The case for a Vikings stadium discussion

The Minnesota Legislature begins its 2010 session today (MPR’s Midday is originating its entire show from the Capitol today) and the chief topic is how to to close the state’s budget deficit.

But the slightly smaller gorilla in the room is a stadium for the Minnesota Vikings. Still, it has no significant chance of coming up for discussion this year.

Gov. Pawlenty tried to put the discussion in play yesterday during his appearance on MPR’s Midday when he offered several possible ways to raise some revenue for the Vikings, whose lease at the Metrodome expires at the end of next season.

Sooner or later, the issue has to come up for discussion. The question is: Should it be sooner? Or later?

Minnesota politicians specialize in waiting until the last minute to solve problems and make decisions, and from the pre-session talk, they’re likely to put off a stadium discussion until next year.
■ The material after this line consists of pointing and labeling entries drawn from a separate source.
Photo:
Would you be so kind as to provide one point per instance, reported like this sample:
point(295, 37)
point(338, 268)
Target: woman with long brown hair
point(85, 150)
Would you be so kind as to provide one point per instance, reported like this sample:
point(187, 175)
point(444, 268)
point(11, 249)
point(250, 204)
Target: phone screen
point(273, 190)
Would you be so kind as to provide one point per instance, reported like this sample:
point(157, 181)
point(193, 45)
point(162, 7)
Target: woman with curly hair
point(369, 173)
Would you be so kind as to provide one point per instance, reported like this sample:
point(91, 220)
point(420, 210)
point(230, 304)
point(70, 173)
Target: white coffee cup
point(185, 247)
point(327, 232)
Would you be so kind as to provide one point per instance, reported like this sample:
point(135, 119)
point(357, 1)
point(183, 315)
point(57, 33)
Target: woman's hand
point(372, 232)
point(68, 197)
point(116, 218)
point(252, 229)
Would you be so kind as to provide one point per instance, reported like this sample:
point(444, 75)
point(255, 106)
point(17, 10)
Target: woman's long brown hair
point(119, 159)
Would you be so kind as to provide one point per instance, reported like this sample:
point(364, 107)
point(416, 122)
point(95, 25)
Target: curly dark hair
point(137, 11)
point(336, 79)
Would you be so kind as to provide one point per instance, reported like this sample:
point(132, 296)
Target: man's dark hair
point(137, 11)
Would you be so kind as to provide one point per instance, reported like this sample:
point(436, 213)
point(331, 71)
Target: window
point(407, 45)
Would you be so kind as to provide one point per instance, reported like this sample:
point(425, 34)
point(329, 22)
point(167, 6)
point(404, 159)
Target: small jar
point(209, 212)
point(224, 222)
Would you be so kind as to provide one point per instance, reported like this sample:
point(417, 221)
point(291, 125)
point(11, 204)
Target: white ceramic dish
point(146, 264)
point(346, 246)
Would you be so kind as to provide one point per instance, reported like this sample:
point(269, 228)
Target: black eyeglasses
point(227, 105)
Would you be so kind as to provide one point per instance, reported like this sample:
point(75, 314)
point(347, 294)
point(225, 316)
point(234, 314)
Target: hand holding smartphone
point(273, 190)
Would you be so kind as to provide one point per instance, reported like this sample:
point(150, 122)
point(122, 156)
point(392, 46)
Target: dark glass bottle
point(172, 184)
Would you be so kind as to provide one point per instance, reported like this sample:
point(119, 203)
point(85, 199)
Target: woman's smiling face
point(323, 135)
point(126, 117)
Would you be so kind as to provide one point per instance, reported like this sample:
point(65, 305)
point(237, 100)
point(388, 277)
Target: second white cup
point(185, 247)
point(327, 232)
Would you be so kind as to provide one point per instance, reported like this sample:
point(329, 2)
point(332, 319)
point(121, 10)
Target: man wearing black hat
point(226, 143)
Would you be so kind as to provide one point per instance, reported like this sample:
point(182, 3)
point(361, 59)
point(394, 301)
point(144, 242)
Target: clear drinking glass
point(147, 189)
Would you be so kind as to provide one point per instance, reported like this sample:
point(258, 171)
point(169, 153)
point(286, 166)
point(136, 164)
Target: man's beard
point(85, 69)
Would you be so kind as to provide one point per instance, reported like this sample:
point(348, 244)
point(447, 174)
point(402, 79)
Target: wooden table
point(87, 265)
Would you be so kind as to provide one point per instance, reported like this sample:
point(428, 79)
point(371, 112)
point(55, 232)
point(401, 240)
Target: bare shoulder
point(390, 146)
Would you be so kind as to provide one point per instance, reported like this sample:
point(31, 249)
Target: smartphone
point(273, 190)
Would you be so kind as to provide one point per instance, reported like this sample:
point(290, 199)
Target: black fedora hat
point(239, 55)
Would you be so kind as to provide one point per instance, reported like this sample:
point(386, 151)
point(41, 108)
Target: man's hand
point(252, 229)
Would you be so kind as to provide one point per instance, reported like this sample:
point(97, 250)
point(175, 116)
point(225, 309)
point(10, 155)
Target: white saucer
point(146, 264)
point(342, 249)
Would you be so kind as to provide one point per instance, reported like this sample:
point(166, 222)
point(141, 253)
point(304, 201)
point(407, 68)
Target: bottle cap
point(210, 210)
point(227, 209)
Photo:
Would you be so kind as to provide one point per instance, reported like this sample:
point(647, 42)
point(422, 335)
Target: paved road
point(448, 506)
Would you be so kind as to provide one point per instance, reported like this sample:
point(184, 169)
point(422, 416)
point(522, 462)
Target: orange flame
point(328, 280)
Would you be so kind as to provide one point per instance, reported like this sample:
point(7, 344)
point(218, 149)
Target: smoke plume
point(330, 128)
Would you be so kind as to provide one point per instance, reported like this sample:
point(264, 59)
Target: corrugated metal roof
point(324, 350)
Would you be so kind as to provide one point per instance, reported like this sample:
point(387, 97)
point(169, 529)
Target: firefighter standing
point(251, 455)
Part of that is a hope something will change between now and then. But all of the economic reports say nothing will likely change.

“As soon as the topic comes up, it sucks the air out of the room,” my colleague, Kerri Miller, a former Capitol reporter, said to me this morning while we were arguing about whether the issue should be discussed this session.

She’s probably right; legislating is hard, especially in an election year.

Why should the topic come up? Two reasons. One, is someone — somewhere — has to have a long-range vision for Minnesota. What exactly do you want Minnesota to look like in five years? And, once we settle on that, how do we get there? Is an NFL team part of that vision? What’s the dropout rate in Minnesota in 2015 (A proposal is to increase the age at which we let kids drop out)? What industry — bioscience, for example — do you think Minnesota should try to attract as a dominant industry?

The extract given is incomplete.